I walked into class late today. Not anything new though, I'ma be honest.. that flame and passion for education has been thrown out the window. So the idea of coming to class on time doesn't wake me up in the morning early enough to stop people from staring at me and then the class clock everytime i walk in. I take a seat and start taking notes, which by the way i cant remember taking because the DA is on the back of my mind. Anyway, we have a ten minute break and my classmate says to me, "Hey sunshine, too much partying over the weekend?" (Now understand, this is a mid-40's white guy with a family, so im guessing he's drawing from his past experience as well as the high mathamatical probablity of a person that is my age's reason for looking tired and coming to class late, plus the media and culture's injection of a 20 year old's typical lifestyle.) I should be ready to answer this, it's not like it's the first time I've HAD to tell a lie, but i HATE, HATE lying and i hate liers, so that piece of me trips me up, causes me to pause and mumble, giving myself away. I manage to give a nervous laugh followed by soft "yeah.." that's complimented with a nod. Then i see it, though it was but a flash, a quick squint in his eyes gave him away, expressing his slight disbelief and wonder to what it is im hiding but ultimately saying: LIER. Truth be told, what i wanted to say is that this "partying" he's refering to is in actuality, this: 1. Finding articles on the DA 2. Calling senators and Reps 3. Worrying about the DA. But how could i make him understand, how could i truly let him see in these few minutes of break left that this is what i did and why, then the 2nd "why" for the 1st "why," and all the dimensions the come along with the 2nd "why." But, break ends, and i can only hope this slight rift doesn't make me a lier in his eyes.
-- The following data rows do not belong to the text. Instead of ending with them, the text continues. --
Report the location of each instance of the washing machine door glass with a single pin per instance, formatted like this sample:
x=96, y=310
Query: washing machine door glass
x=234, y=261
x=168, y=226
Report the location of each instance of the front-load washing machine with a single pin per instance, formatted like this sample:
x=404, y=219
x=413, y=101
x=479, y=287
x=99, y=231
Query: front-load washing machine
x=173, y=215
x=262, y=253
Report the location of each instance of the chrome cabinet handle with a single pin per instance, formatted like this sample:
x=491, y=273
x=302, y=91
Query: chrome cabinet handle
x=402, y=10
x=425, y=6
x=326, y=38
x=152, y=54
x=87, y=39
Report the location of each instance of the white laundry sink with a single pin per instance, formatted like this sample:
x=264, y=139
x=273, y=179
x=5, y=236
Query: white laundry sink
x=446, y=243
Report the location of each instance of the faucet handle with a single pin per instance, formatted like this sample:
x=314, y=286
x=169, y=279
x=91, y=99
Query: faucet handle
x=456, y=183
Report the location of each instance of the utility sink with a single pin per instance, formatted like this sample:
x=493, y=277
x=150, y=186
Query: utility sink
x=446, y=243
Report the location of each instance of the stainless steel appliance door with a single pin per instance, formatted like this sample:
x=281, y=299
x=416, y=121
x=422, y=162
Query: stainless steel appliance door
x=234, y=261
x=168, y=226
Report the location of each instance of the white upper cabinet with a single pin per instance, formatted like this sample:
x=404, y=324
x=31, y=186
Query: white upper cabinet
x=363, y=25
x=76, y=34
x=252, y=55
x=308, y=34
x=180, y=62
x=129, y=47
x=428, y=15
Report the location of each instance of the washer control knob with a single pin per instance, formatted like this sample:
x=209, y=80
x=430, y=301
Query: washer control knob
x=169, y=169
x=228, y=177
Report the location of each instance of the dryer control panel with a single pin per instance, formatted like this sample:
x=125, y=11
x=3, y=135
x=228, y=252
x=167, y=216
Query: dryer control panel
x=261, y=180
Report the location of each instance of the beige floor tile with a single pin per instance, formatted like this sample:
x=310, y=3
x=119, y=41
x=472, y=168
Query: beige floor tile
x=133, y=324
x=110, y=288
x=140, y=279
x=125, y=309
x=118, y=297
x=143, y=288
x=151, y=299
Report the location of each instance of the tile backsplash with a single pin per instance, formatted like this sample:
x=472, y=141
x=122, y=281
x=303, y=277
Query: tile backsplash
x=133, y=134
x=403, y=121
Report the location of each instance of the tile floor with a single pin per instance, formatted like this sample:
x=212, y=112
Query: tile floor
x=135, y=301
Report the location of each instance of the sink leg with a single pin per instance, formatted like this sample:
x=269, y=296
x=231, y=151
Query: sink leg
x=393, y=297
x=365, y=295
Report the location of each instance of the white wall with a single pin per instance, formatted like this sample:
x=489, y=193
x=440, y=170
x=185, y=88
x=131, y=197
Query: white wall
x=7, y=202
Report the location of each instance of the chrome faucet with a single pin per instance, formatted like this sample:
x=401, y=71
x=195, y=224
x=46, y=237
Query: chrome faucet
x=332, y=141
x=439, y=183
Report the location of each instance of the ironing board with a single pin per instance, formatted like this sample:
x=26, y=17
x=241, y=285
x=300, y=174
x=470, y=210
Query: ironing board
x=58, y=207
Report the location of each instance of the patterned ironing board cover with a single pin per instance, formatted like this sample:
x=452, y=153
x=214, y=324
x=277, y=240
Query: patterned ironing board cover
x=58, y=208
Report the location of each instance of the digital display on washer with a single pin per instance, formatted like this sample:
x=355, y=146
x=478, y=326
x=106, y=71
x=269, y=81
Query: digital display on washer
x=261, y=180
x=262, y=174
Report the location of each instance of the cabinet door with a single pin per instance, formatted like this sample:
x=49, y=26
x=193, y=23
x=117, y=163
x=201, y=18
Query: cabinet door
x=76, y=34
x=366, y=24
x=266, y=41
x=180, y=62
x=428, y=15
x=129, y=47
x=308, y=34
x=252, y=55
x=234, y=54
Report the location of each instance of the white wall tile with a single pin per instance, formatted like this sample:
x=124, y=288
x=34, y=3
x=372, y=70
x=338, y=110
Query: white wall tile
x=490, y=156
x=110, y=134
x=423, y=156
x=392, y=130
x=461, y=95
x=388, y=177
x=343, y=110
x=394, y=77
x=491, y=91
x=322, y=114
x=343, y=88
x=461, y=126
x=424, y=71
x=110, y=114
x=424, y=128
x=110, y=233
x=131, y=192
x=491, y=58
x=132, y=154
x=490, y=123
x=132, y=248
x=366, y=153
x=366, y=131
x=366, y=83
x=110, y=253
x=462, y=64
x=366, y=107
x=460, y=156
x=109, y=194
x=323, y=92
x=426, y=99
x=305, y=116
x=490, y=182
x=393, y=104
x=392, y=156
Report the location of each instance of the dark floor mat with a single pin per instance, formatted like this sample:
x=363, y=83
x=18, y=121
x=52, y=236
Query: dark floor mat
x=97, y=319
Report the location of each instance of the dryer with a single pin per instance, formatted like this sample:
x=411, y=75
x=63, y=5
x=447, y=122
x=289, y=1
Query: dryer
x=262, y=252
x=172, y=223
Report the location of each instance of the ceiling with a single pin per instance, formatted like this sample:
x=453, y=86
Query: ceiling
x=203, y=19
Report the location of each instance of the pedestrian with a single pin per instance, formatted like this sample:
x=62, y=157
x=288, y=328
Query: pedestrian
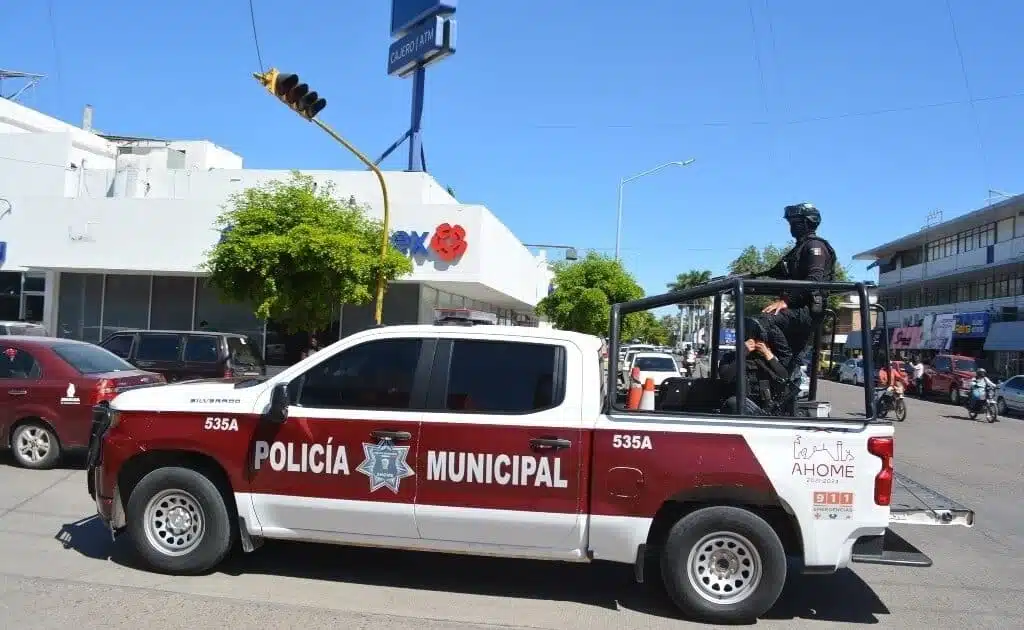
x=797, y=312
x=919, y=376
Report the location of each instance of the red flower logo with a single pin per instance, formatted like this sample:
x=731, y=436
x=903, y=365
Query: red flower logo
x=449, y=242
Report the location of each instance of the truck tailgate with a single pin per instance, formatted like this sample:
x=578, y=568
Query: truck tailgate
x=916, y=504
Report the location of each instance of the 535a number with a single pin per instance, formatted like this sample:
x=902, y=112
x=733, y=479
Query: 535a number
x=221, y=424
x=641, y=443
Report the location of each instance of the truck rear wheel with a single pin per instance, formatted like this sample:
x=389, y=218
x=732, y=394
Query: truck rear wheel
x=723, y=564
x=178, y=521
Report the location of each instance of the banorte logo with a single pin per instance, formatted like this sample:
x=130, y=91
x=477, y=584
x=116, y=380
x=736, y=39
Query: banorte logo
x=448, y=243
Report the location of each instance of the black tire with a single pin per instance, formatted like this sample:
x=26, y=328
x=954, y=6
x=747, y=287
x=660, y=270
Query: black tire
x=35, y=430
x=735, y=530
x=900, y=410
x=215, y=537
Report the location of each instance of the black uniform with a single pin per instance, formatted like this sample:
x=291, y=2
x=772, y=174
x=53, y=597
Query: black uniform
x=790, y=330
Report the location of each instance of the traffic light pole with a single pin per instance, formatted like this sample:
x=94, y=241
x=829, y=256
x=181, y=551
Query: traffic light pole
x=379, y=306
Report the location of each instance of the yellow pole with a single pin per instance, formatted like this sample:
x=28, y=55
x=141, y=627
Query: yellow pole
x=379, y=308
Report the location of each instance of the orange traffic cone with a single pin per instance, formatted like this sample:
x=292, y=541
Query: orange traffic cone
x=633, y=397
x=647, y=397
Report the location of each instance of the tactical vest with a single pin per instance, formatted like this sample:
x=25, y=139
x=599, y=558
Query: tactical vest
x=792, y=262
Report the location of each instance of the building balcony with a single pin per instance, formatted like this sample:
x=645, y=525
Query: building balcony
x=993, y=255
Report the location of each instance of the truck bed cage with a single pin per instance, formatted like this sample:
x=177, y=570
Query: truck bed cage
x=737, y=286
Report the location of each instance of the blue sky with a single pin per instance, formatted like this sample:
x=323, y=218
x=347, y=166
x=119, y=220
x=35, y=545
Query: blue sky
x=860, y=108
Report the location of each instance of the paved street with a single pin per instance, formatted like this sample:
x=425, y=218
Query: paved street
x=60, y=570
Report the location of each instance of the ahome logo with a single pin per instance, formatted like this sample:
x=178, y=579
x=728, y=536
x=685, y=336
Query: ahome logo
x=448, y=243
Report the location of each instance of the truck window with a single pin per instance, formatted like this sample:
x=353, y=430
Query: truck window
x=481, y=380
x=159, y=347
x=119, y=344
x=373, y=375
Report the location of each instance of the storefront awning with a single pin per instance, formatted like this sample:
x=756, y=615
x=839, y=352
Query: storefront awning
x=1006, y=336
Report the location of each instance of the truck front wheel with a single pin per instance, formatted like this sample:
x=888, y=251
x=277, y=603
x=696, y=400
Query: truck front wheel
x=178, y=521
x=723, y=564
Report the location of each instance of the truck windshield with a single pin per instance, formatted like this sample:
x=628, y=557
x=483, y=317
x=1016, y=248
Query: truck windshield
x=89, y=359
x=655, y=364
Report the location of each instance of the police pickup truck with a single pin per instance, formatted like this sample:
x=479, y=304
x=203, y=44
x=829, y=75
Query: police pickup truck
x=503, y=442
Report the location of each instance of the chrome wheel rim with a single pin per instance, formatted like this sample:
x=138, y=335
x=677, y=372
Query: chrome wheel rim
x=724, y=568
x=33, y=444
x=175, y=522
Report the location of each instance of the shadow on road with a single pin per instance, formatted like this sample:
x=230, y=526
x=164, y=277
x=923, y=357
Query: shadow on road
x=72, y=460
x=842, y=597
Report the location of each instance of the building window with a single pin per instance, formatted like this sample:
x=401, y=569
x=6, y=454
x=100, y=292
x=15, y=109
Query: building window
x=126, y=303
x=172, y=302
x=80, y=305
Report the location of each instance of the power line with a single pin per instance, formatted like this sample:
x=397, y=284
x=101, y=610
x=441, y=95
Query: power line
x=970, y=94
x=53, y=42
x=796, y=121
x=252, y=19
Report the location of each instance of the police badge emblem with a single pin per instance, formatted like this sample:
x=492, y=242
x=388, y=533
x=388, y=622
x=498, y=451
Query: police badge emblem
x=385, y=465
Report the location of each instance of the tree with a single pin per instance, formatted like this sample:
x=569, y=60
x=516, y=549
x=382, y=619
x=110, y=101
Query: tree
x=295, y=251
x=584, y=292
x=696, y=310
x=753, y=260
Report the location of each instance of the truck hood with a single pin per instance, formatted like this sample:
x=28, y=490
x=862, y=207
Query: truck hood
x=657, y=377
x=205, y=395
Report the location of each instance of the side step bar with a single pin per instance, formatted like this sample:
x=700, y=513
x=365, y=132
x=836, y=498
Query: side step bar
x=889, y=549
x=916, y=504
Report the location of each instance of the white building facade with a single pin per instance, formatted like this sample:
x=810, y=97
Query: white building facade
x=970, y=270
x=100, y=234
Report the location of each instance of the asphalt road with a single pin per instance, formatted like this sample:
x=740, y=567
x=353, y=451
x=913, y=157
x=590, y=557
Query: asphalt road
x=58, y=568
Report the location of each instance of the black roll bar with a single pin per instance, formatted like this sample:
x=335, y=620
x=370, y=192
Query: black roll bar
x=737, y=286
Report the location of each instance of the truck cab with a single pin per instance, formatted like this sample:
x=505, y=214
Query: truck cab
x=504, y=442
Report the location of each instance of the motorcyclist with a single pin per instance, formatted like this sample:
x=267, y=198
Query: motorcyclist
x=979, y=387
x=797, y=312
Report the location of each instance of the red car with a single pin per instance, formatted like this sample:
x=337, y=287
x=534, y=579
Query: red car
x=949, y=376
x=49, y=388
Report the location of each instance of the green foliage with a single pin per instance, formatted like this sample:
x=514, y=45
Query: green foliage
x=753, y=260
x=296, y=252
x=585, y=290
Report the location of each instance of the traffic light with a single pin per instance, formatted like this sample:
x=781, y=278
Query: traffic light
x=292, y=92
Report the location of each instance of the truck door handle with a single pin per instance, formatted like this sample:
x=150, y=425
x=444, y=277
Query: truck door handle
x=550, y=443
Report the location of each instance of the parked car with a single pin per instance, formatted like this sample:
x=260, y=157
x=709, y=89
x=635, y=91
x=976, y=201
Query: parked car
x=23, y=328
x=1010, y=395
x=852, y=371
x=949, y=376
x=51, y=386
x=187, y=354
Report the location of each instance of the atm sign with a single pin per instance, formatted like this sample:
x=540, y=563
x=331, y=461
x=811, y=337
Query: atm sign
x=448, y=243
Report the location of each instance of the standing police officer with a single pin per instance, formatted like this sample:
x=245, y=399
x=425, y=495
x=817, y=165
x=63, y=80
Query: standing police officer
x=799, y=311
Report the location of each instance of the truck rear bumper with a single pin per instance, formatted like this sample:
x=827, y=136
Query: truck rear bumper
x=889, y=549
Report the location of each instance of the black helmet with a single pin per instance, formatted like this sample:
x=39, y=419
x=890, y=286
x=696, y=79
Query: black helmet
x=805, y=211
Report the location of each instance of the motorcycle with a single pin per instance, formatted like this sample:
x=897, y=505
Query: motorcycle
x=891, y=400
x=975, y=405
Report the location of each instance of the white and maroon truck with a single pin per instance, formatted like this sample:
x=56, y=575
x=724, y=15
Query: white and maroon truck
x=503, y=442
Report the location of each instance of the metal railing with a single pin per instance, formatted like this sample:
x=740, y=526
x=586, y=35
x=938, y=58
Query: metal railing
x=738, y=287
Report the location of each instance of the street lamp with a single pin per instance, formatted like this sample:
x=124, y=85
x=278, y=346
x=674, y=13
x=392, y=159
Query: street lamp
x=624, y=181
x=570, y=253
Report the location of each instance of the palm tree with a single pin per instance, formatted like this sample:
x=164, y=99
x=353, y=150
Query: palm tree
x=695, y=309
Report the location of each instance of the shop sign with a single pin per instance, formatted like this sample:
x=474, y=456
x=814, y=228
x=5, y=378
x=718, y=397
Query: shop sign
x=448, y=243
x=972, y=325
x=906, y=338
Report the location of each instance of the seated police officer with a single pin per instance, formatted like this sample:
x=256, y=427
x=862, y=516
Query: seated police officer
x=796, y=313
x=767, y=378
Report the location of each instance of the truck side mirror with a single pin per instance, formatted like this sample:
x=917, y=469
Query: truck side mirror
x=278, y=412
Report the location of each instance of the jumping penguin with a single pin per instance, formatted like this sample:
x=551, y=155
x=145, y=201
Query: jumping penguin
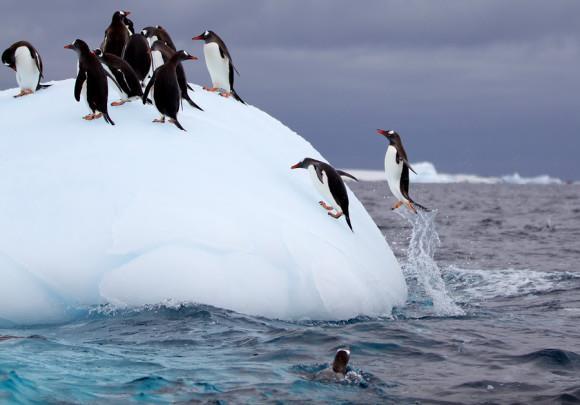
x=166, y=92
x=327, y=180
x=138, y=55
x=91, y=82
x=165, y=52
x=219, y=64
x=126, y=80
x=117, y=34
x=25, y=60
x=397, y=170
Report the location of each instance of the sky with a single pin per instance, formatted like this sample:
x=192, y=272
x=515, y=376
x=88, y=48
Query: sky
x=484, y=87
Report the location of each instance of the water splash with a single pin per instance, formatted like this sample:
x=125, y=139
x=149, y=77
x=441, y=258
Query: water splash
x=427, y=289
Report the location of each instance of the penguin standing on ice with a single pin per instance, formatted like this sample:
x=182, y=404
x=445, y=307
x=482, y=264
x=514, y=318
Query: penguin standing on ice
x=117, y=34
x=91, y=83
x=162, y=53
x=397, y=170
x=138, y=55
x=126, y=80
x=219, y=64
x=166, y=92
x=327, y=180
x=25, y=60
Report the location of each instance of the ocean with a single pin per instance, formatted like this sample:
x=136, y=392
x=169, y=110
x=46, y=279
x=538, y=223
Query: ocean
x=493, y=316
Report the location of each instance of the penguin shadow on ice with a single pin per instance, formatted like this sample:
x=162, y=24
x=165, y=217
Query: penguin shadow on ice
x=25, y=60
x=328, y=181
x=397, y=170
x=219, y=64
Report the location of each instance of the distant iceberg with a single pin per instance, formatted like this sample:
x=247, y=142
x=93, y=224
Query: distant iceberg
x=141, y=213
x=426, y=173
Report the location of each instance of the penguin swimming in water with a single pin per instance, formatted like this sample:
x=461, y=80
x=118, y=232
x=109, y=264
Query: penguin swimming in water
x=91, y=82
x=339, y=368
x=117, y=34
x=219, y=64
x=397, y=169
x=328, y=181
x=165, y=52
x=126, y=80
x=166, y=92
x=25, y=60
x=138, y=55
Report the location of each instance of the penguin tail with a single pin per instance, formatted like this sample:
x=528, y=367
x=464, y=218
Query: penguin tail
x=237, y=97
x=347, y=217
x=107, y=118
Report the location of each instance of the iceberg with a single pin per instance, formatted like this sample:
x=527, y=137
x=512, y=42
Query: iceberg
x=142, y=213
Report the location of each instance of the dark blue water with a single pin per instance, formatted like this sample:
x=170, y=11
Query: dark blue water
x=493, y=316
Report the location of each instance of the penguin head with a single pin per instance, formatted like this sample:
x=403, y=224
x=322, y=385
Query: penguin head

I wasnt like this, nor do i want to be like this. Before knowing my undocumented state, I was an intellectual, the pride of my middle school. If there were valedictorians and salidictions in middle school i would have been the latter. In the years before my parents left in high school i was in the running for validictoran. But im not as flat of a character as simply being a bookworm for i also enjoyed basketball and tennis. I reminisce of being on the freshman and jv basketball team; truthfully i was not on the starting line up, but i made for a solid sixth man and there's no same in that. I love music. My favorite instrument would have to be my guitar; Eleanor, but i enjoy playing the drums, bass, and though it's the most challenging, the piano. I like anime, yes, anime and cartoons. From the classics like outlaw star, wolf's rain, gundam wing, transformers, ronan warrriors -to- naruto, bleach, avator, batman, ben 10. Video games are still cool to me though i have less time with them, use to be a final fantasy addict (RPG). There is a nerd in all of us! Last, though it doesnt end here, is that i love food. Anything that has to do with food from cooking it to eatting it.
When I think back to who i was im sadden because i also know who i am now. It seems as if this whole ordeal has shriveled my life. I guess then it's accurate to those who made the video "A Dream Deferred" because like Langston Hughs so elegantly put it, this DREAM of mine(ours) seem to "dry up like a raisin in the the sun." I feel like a shadow of my former self, trapped and unable to move into the next step in life. This constanst stuggle to want to be better then yesterday is met by a glass ceiling. I've hit that wall enough times to nearly break my sanity. So i stand back looking at this obstacle, looking for holes, maybe a way around it and as i do so i know others are moving forward. Are they more deserving? Because of what? Birthright? I thought that was gone long ago forever to remain in stories and history books or atleast not here in the good ol' United States of America. But i guess some other country men do not want that, so here I'll remain, for now, in limbo.
I know though, once that wall is passed, weither it be a way around it (i pray it doesnt come to that) or through it (the passing of the DREAM ACT) these passions and drives that have been supressed for so long will reemerge and explode, and what I've known i could accomplish all along will come into fruition. But for now "partying" will be comprised of thinking about the DREAM act, however obsessive it may be. Because though it may be sad to lay down and rest, seeminly putting life on hold, priority number one HAS TO BE TO GET THE DREAM ACT PASSED.